This document explains training on an imperative model. To learn about defining an imperative model, see the model definition document.
To train the model as-is, run the following command.
mkdir -p src/main/resources
# Download the dataset
$ wget -O src/main/resources/malicious_url_data.csv https://raw.githubusercontent.com/incertum/cyber-matrix-ai/master/Malicious-URL-Detection-Deep-Learning/data/url_data_mega_deep_learning.csv
# Run train command
$ ./gradlew train
The default training runs for 7 epochs. Pre-set training configurations are discussed in-detail in the following section.
Deep Java Library (DJL) provides a TrainingConfig class to define hyperparameters for training. Hyperparameters, including learning rate and optimizer, are provided to the Trainer object using the TrainingConfig class.
For example, this trainingConfiguration is used to initialize the Trainer object, which in turn initializes the parameters of the model.
/**
*Learning Rate definition, FactorTracker is a parent for similar hyperparameters
* Sets learningRate and number of steps
*/
int learningRate = 0.01;
int stepSize = inputDataSize/batchSize;
FactorTracker factorTracker =
LearningRateTracker.factorTracker()
.optBaseLearningRate(learningRate)
.setStep(stepSize)
.build();
// Setting optimizer object, in this case build an SGD optimizer with momentum
Optimizer optimizer =
Optimizer.sgd()
.setRescaleGrad(1.0f / batchSize)
.setLearningRateTracker(factorTracker)
.optWeightDecays(0.00001f)
.optMomentum(0.9f)
.build();
// Define loss and Initializer
Loss loss = Loss.softmaxCrossEntropyLoss();
Initializer initializer = new XavierInitializer(
XavierInitializer.RandomType.UNIFORM,
XavierInitializer.FactorType.AVG,
2.24);
//Set distribution of Initializer Randamozier to uniform and Factor to be average, with magnitude.
//Use the above to create a TrainingConfig object
TrainingConfig trainingConfig = new DefaultTrainerConfig(initializer, loss)
.setOptimizer(optimizer)
.setBatchSize(batchSize)
.setDevices(new Device[] {Device.defaultDevice()});
The Trainer is a per-model instance object that provides training functionality using a simple API.

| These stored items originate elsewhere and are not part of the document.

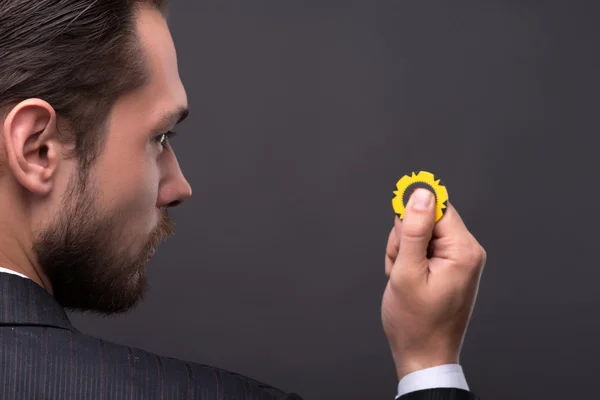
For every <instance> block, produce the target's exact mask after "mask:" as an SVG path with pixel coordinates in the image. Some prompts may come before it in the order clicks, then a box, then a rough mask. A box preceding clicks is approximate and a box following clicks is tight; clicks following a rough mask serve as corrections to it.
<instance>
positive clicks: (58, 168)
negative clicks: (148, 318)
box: [0, 0, 485, 400]
mask: <svg viewBox="0 0 600 400" xmlns="http://www.w3.org/2000/svg"><path fill="white" fill-rule="evenodd" d="M165 7H166V0H137V1H136V0H102V1H98V0H62V1H57V0H36V1H31V0H2V1H0V71H1V74H0V210H2V212H0V226H1V229H0V266H1V267H2V270H1V272H0V377H2V382H1V384H0V399H10V400H20V399H27V400H31V399H49V400H54V399H140V400H141V399H250V398H251V399H300V397H299V396H298V395H295V394H287V393H285V392H283V391H281V390H279V389H276V388H273V387H271V386H269V385H266V384H263V383H261V382H257V381H255V380H253V379H250V378H247V377H243V376H240V375H238V374H235V373H232V372H228V371H223V370H220V369H217V368H213V367H209V366H205V365H200V364H195V363H189V362H185V361H179V360H175V359H171V358H166V357H161V356H158V355H155V354H151V353H148V352H145V351H142V350H138V349H133V348H130V347H127V346H120V345H116V344H112V343H108V342H106V341H103V340H100V339H96V338H93V337H89V336H86V335H83V334H81V333H80V332H78V331H77V330H76V329H75V328H74V327H73V326H72V325H71V323H70V322H69V319H68V318H67V316H66V314H65V312H64V309H65V308H68V309H74V310H87V311H93V312H98V313H102V314H113V313H121V312H125V311H127V310H130V309H131V308H132V307H134V306H135V305H136V304H137V303H138V302H139V301H140V299H141V298H142V297H143V294H144V293H145V291H146V287H147V284H146V275H145V266H146V263H147V262H148V260H149V259H150V257H151V256H152V254H153V252H154V249H155V247H156V246H157V245H158V243H159V242H160V241H161V240H162V239H164V238H166V237H167V236H169V235H171V234H173V229H172V223H171V221H170V219H169V217H168V215H167V211H166V210H167V209H168V208H169V207H173V206H176V205H178V204H181V203H182V202H184V201H186V200H188V199H189V198H190V196H191V188H190V185H189V184H188V182H187V181H186V179H185V178H184V176H183V174H182V172H181V170H180V168H179V165H178V163H177V159H176V157H175V154H174V152H173V150H172V148H171V147H170V146H169V142H168V137H169V136H170V135H171V134H170V130H171V129H172V128H173V126H174V125H175V124H176V123H177V122H178V121H180V120H182V119H183V118H185V116H186V115H187V98H186V92H185V90H184V87H183V85H182V83H181V81H180V79H179V75H178V71H177V61H176V53H175V48H174V45H173V42H172V39H171V36H170V34H169V29H168V26H167V23H166V20H165V18H164V13H165ZM428 196H429V197H428ZM433 215H434V211H433V205H432V201H431V195H430V194H429V192H427V191H423V190H421V191H417V192H415V194H414V195H413V197H412V198H411V200H410V204H409V207H408V210H407V212H406V217H405V219H404V221H403V222H402V223H401V222H400V221H398V220H396V223H395V227H394V229H393V230H392V232H391V233H390V237H389V242H388V248H387V253H386V273H387V275H388V276H389V278H390V279H389V283H388V286H387V288H386V290H385V293H384V296H383V302H382V320H383V326H384V329H385V332H386V334H387V336H388V338H389V342H390V347H391V351H392V355H393V358H394V362H395V364H396V368H397V374H398V378H399V379H400V385H399V395H400V398H402V399H406V400H410V399H473V398H475V397H474V395H472V394H471V393H469V392H468V387H467V386H466V382H465V381H464V376H463V375H462V371H461V369H460V366H459V365H458V361H459V353H460V347H461V345H462V340H463V337H464V333H465V330H466V328H467V325H468V321H469V318H470V314H471V309H472V307H473V304H474V301H475V297H476V292H477V287H478V282H479V276H480V273H481V270H482V267H483V264H484V263H485V252H484V251H483V249H482V248H481V246H479V244H478V243H477V241H476V240H475V239H474V238H473V236H472V235H471V234H470V233H469V232H468V230H467V229H466V228H465V226H464V225H463V223H462V222H461V220H460V217H459V216H458V213H457V212H456V210H455V209H454V208H453V207H452V206H450V207H449V209H448V212H447V214H446V215H445V217H444V218H443V219H442V220H441V221H440V222H439V223H438V224H435V227H434V223H433ZM432 235H433V236H432ZM431 239H433V240H431ZM428 250H429V252H430V258H427V257H426V254H427V251H428Z"/></svg>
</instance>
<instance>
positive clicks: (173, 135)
mask: <svg viewBox="0 0 600 400" xmlns="http://www.w3.org/2000/svg"><path fill="white" fill-rule="evenodd" d="M173 136H175V132H173V131H169V132H167V133H161V134H160V135H158V136H155V137H154V140H155V141H156V142H157V143H158V144H159V145H161V146H162V147H163V148H165V149H166V148H168V147H169V146H168V144H169V139H170V138H172V137H173Z"/></svg>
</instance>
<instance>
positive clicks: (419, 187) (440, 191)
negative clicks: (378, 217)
mask: <svg viewBox="0 0 600 400" xmlns="http://www.w3.org/2000/svg"><path fill="white" fill-rule="evenodd" d="M396 188H397V189H398V190H396V191H395V192H394V194H395V195H396V197H394V198H393V199H392V207H394V212H395V213H396V214H397V215H398V217H400V219H403V218H404V210H406V205H407V204H408V199H409V198H410V196H411V195H412V194H413V192H414V191H415V190H416V189H427V190H429V191H430V192H431V193H433V195H434V196H435V222H438V221H439V220H440V219H441V218H442V217H443V216H444V213H445V212H446V208H447V207H448V191H447V190H446V186H444V185H443V184H442V183H441V180H440V179H436V178H435V176H434V175H433V174H432V173H431V172H426V171H420V172H419V173H416V174H415V173H414V172H413V173H412V174H411V175H404V176H403V177H402V178H401V179H400V180H399V181H398V183H396Z"/></svg>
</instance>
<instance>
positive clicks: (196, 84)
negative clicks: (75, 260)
mask: <svg viewBox="0 0 600 400" xmlns="http://www.w3.org/2000/svg"><path fill="white" fill-rule="evenodd" d="M597 10H598V6H595V5H594V2H591V1H590V2H582V1H568V2H567V1H563V2H558V1H523V0H520V1H508V0H507V1H475V0H472V1H456V0H455V1H423V0H420V1H411V2H408V1H391V0H390V1H373V0H369V1H367V0H362V1H350V0H344V1H341V0H340V1H331V0H329V1H325V0H314V1H300V0H295V1H291V0H288V1H281V0H278V1H275V0H272V1H260V0H253V1H248V0H243V1H242V0H238V1H231V0H228V1H216V0H212V1H204V0H202V1H193V2H192V1H174V2H173V4H172V6H171V26H172V32H173V36H174V39H175V42H176V45H177V47H178V52H179V60H180V71H181V76H182V79H183V81H184V83H185V84H186V86H187V90H188V95H189V98H190V105H191V107H192V110H193V114H192V117H191V118H190V119H189V120H188V121H187V122H185V123H184V124H183V126H182V127H181V128H180V130H179V131H180V135H179V136H178V137H177V138H176V140H175V142H174V145H175V148H176V150H177V152H178V156H179V160H180V163H181V165H182V168H183V169H184V172H185V173H186V174H187V177H188V179H189V180H190V182H191V184H192V187H193V188H194V198H193V200H192V201H191V202H189V203H187V204H186V205H184V206H182V207H180V209H178V210H176V211H175V212H174V213H173V215H174V216H175V219H176V222H177V227H178V234H177V236H176V237H175V238H173V239H171V240H170V241H169V242H168V243H167V244H165V245H164V246H163V247H162V248H161V249H160V250H159V252H158V253H157V256H156V258H155V259H153V261H152V262H151V264H150V266H149V274H150V279H151V283H152V291H151V293H150V295H149V296H148V298H147V300H146V301H145V303H144V304H143V305H142V306H141V307H139V309H137V310H136V311H134V312H132V313H130V314H128V315H126V316H122V317H118V318H114V319H108V320H107V319H100V318H97V317H93V316H79V315H77V316H74V317H73V319H74V322H75V323H76V325H77V326H78V327H79V328H80V329H82V330H83V331H85V332H88V333H93V334H95V335H98V336H100V337H103V338H107V339H111V340H114V341H116V342H119V343H126V344H130V345H134V346H137V347H141V348H144V349H147V350H151V351H155V352H158V353H161V354H164V355H169V356H174V357H178V358H184V359H187V360H191V361H197V362H201V363H206V364H212V365H216V366H220V367H222V368H226V369H231V370H235V371H237V372H240V373H243V374H247V375H250V376H253V377H255V378H258V379H260V380H263V381H266V382H268V383H271V384H273V385H275V386H279V387H282V388H284V389H286V390H289V391H296V392H299V393H300V394H302V395H303V396H304V397H305V398H306V399H342V398H344V399H393V397H394V395H395V391H396V384H397V382H396V379H395V373H394V367H393V364H392V361H391V358H390V356H389V353H388V348H387V343H386V340H385V337H384V335H383V332H382V329H381V322H380V308H379V307H380V301H381V294H382V292H383V288H384V285H385V277H384V273H383V269H384V266H383V255H384V248H385V242H386V238H387V235H388V232H389V230H390V228H391V226H392V221H393V213H392V209H391V203H390V202H391V198H392V196H393V194H392V190H393V189H394V184H395V182H396V180H397V179H398V178H399V177H400V176H401V175H402V174H404V173H406V172H410V171H412V170H419V169H426V170H430V171H432V172H435V173H436V174H438V175H439V176H440V177H441V178H442V179H443V181H444V183H445V184H446V185H447V186H448V189H449V192H450V200H451V201H452V202H453V203H454V205H455V206H456V207H457V208H458V210H459V212H460V213H461V214H462V216H463V217H464V220H465V221H466V223H467V225H468V226H469V228H470V229H471V230H472V231H473V233H474V234H475V235H476V236H477V237H478V239H479V240H480V241H481V243H482V244H483V245H484V246H485V247H486V249H487V251H488V256H489V260H488V265H487V268H486V270H485V273H484V276H483V281H482V284H481V289H480V295H479V299H478V303H477V307H476V310H475V313H474V316H473V319H472V322H471V326H470V329H469V332H468V335H467V340H466V344H465V347H464V351H463V356H462V364H463V366H464V368H465V371H466V374H467V378H468V381H469V384H470V385H471V388H472V389H473V390H474V391H476V392H477V393H478V394H479V395H481V396H482V398H483V399H485V400H492V399H498V400H500V399H502V400H505V399H507V398H511V399H559V398H561V397H563V396H564V397H565V398H572V399H574V398H582V397H583V396H585V395H586V394H587V395H589V394H591V393H592V390H593V389H595V388H596V390H597V379H595V376H596V373H597V372H598V368H597V362H598V356H599V355H600V350H599V345H598V343H597V338H598V336H599V335H600V328H599V324H598V323H597V321H596V313H597V307H598V306H599V305H600V295H599V294H598V290H597V288H598V284H599V280H598V278H599V277H600V274H599V273H598V270H597V268H598V265H597V262H596V260H597V250H596V249H597V246H596V243H597V240H598V237H599V236H600V233H598V230H597V227H598V200H599V199H598V196H599V194H600V193H599V190H598V185H599V184H600V183H599V182H598V179H597V177H598V174H597V173H596V170H597V168H598V166H597V165H598V162H597V145H598V139H597V130H598V121H597V116H598V115H599V112H598V109H599V106H600V104H599V101H598V93H599V89H600V87H599V86H600V85H599V83H600V80H599V79H598V73H599V71H600V58H599V56H598V43H599V41H598V39H599V38H600V33H599V32H598V31H599V28H598V27H597V21H598V16H599V13H598V12H597Z"/></svg>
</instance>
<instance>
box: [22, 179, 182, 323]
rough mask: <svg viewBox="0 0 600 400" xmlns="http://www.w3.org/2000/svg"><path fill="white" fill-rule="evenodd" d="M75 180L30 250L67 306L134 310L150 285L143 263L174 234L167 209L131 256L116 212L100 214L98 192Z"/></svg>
mask: <svg viewBox="0 0 600 400" xmlns="http://www.w3.org/2000/svg"><path fill="white" fill-rule="evenodd" d="M89 183H90V182H89V180H88V181H87V182H83V181H79V183H78V184H76V185H74V186H73V187H72V190H70V191H68V192H67V194H69V192H70V195H68V196H67V197H65V198H68V199H69V200H68V201H67V202H66V205H65V207H64V208H63V210H61V213H60V215H58V216H57V218H56V220H55V221H53V222H52V223H51V224H50V225H49V226H47V227H45V229H43V230H42V231H41V232H40V234H39V235H38V236H37V238H36V241H35V243H34V245H33V250H34V252H35V255H36V256H37V261H38V263H39V265H40V267H41V269H42V271H43V272H44V273H45V274H46V276H47V277H48V279H49V281H50V283H51V285H52V291H53V296H54V298H55V299H56V300H57V301H58V303H59V304H60V305H61V306H62V307H64V308H66V309H71V310H77V311H90V312H95V313H98V314H104V315H111V314H117V313H124V312H127V311H129V310H131V309H132V308H134V307H135V306H136V305H137V304H138V303H139V302H140V301H141V300H142V298H143V296H144V294H145V293H146V291H147V289H148V279H147V277H146V264H147V263H148V261H149V259H150V257H151V255H152V253H153V251H154V249H155V248H156V246H157V245H158V244H159V243H160V242H161V241H162V240H164V239H165V238H167V237H168V236H171V235H173V234H174V229H173V222H172V220H171V219H170V218H169V216H168V214H167V211H166V209H163V210H162V213H161V218H160V222H159V223H158V225H157V227H156V228H155V229H154V231H153V232H152V233H151V234H150V235H149V238H148V240H147V242H146V244H145V245H144V247H143V248H142V250H141V251H139V252H138V253H137V254H135V255H133V256H132V255H131V253H130V250H129V249H127V248H123V244H124V243H128V240H127V239H131V236H132V235H133V234H134V232H131V231H128V230H127V229H126V227H127V221H126V220H125V218H123V217H120V216H119V215H108V214H107V213H103V212H102V210H101V209H100V207H99V206H98V203H97V201H96V200H95V199H96V198H97V195H96V193H97V191H96V190H94V189H93V188H91V185H88V184H89Z"/></svg>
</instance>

The following commands initialize and use trainer:
//Define and load model
Model model = Model.newInstance();
model.load(modelName, modelName);
//create a Trainer with the Training Config
Trainer trainer = model.newTrainer(trainingConfig);
//initialize the parameters , pass shape of input.

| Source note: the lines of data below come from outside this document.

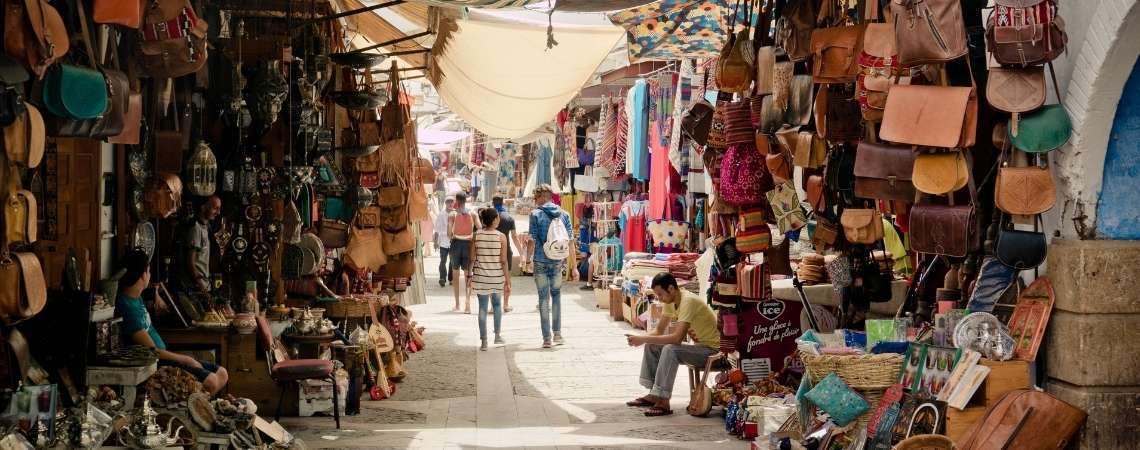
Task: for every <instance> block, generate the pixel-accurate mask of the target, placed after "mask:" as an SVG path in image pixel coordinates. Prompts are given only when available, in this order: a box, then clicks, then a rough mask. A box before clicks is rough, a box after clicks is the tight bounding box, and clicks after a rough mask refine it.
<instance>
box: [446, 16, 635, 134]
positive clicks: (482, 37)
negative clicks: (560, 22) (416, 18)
mask: <svg viewBox="0 0 1140 450" xmlns="http://www.w3.org/2000/svg"><path fill="white" fill-rule="evenodd" d="M475 16H477V15H474V14H473V15H472V17H475ZM554 18H555V23H554V38H555V39H556V40H557V42H559V44H557V46H554V48H552V49H547V48H546V42H547V34H546V24H545V22H539V23H534V22H530V21H527V23H522V22H506V21H504V19H503V17H502V16H499V17H496V18H495V19H494V22H484V21H481V19H477V18H471V19H445V21H441V22H443V23H445V24H442V25H441V28H442V30H441V31H440V36H439V39H438V40H437V46H435V49H437V50H435V51H434V52H433V56H432V59H433V74H432V76H433V79H434V80H433V81H434V84H435V89H437V90H438V91H439V93H440V97H441V98H442V99H443V101H445V103H446V104H447V106H448V107H450V108H451V111H454V112H455V113H456V114H458V115H459V117H462V118H463V120H464V121H465V122H466V123H469V124H471V125H472V126H474V128H475V129H478V130H479V131H481V132H483V133H484V134H487V136H489V137H491V138H500V139H514V138H519V137H523V136H526V134H528V133H530V132H531V131H534V130H536V129H538V128H539V126H541V125H543V124H545V123H546V122H548V121H551V120H553V118H554V116H555V115H556V114H557V112H559V111H560V109H562V107H564V106H565V105H567V103H569V101H570V100H571V99H572V98H573V97H575V96H576V95H577V93H578V91H579V90H580V89H581V87H583V85H584V84H585V83H586V82H587V81H588V80H589V77H591V75H593V73H594V69H595V68H597V66H598V64H601V63H602V60H604V59H605V57H606V55H609V52H610V50H611V49H613V47H614V46H616V44H617V43H618V42H619V41H620V40H621V39H622V38H624V36H625V31H624V30H622V28H621V27H618V26H613V25H605V24H603V25H580V24H576V25H562V24H560V23H559V21H557V19H559V15H555V16H554ZM579 23H580V22H579ZM441 48H442V50H440V49H441Z"/></svg>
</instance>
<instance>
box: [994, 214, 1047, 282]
mask: <svg viewBox="0 0 1140 450" xmlns="http://www.w3.org/2000/svg"><path fill="white" fill-rule="evenodd" d="M1040 223H1041V216H1040V215H1037V216H1035V218H1034V220H1033V231H1024V230H1018V229H1015V228H1013V222H1012V221H1011V220H1010V219H1009V218H1008V216H1003V218H1002V219H1001V228H1000V229H999V231H998V242H995V243H994V256H995V257H998V261H1000V262H1001V263H1002V264H1005V265H1009V267H1011V268H1013V269H1018V270H1026V269H1033V268H1035V267H1037V265H1041V263H1043V262H1045V257H1047V256H1048V255H1049V244H1048V243H1047V242H1045V234H1044V232H1041V231H1039V224H1040Z"/></svg>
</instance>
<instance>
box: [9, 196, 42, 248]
mask: <svg viewBox="0 0 1140 450" xmlns="http://www.w3.org/2000/svg"><path fill="white" fill-rule="evenodd" d="M3 218H5V219H3V222H5V239H6V242H7V243H9V244H32V243H35V237H36V236H35V235H36V202H35V196H34V195H32V193H31V191H28V190H24V189H16V190H11V191H10V193H8V202H7V205H6V206H5V210H3Z"/></svg>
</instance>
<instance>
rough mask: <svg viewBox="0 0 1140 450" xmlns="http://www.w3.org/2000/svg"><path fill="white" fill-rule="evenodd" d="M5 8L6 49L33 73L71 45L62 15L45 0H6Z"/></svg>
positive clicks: (51, 59) (62, 55)
mask: <svg viewBox="0 0 1140 450" xmlns="http://www.w3.org/2000/svg"><path fill="white" fill-rule="evenodd" d="M6 3H7V5H6V10H5V27H3V28H5V33H3V44H5V50H6V52H7V54H8V55H10V56H11V57H13V58H16V59H22V60H24V63H25V64H26V65H27V67H28V68H31V69H32V72H33V73H35V75H36V77H40V76H43V73H44V71H47V68H48V67H49V66H51V65H52V64H55V63H56V60H58V59H59V58H63V57H64V55H66V54H67V50H68V49H70V48H71V41H70V39H68V34H67V28H66V27H65V26H64V21H63V17H60V16H59V11H58V10H56V8H54V7H52V6H51V5H50V3H48V1H47V0H9V1H7V2H6Z"/></svg>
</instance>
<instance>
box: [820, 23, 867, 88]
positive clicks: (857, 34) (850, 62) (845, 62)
mask: <svg viewBox="0 0 1140 450" xmlns="http://www.w3.org/2000/svg"><path fill="white" fill-rule="evenodd" d="M864 27H865V25H852V26H836V27H830V28H816V30H815V31H813V32H812V76H813V77H814V79H815V82H816V83H821V84H827V83H852V82H855V76H856V75H858V55H860V52H861V51H863V30H864Z"/></svg>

trainer.initialize(inputShape);
//train on dataSet for epochs
for (int epoch = 0; epoch < 10; epoch++) {
for (Batch batch: trainer.iterateDataset(trainDataset) { // trainDataset is a Dataset Object, containing TRAIN split
trainer.trainBatch(batch);
trainer.step();
batch.close();
}
//Validate batch with Validate split
for (Batch batch : trainer.iterateDataset(validateDataset)) {
trainer.validateBatch(batch);
batch.close();
}
// Save Model after current epoch
Model model = trainer.getModel();
model.setProperty("Epoch", String.valueOf(epoch));
model.save(Paths.get(outputDir), "modelName");
}
The Trainer object manages the lifecycle of training from initialization to backPropagation on the model. The Trainer handles loading the dataset and batching during training.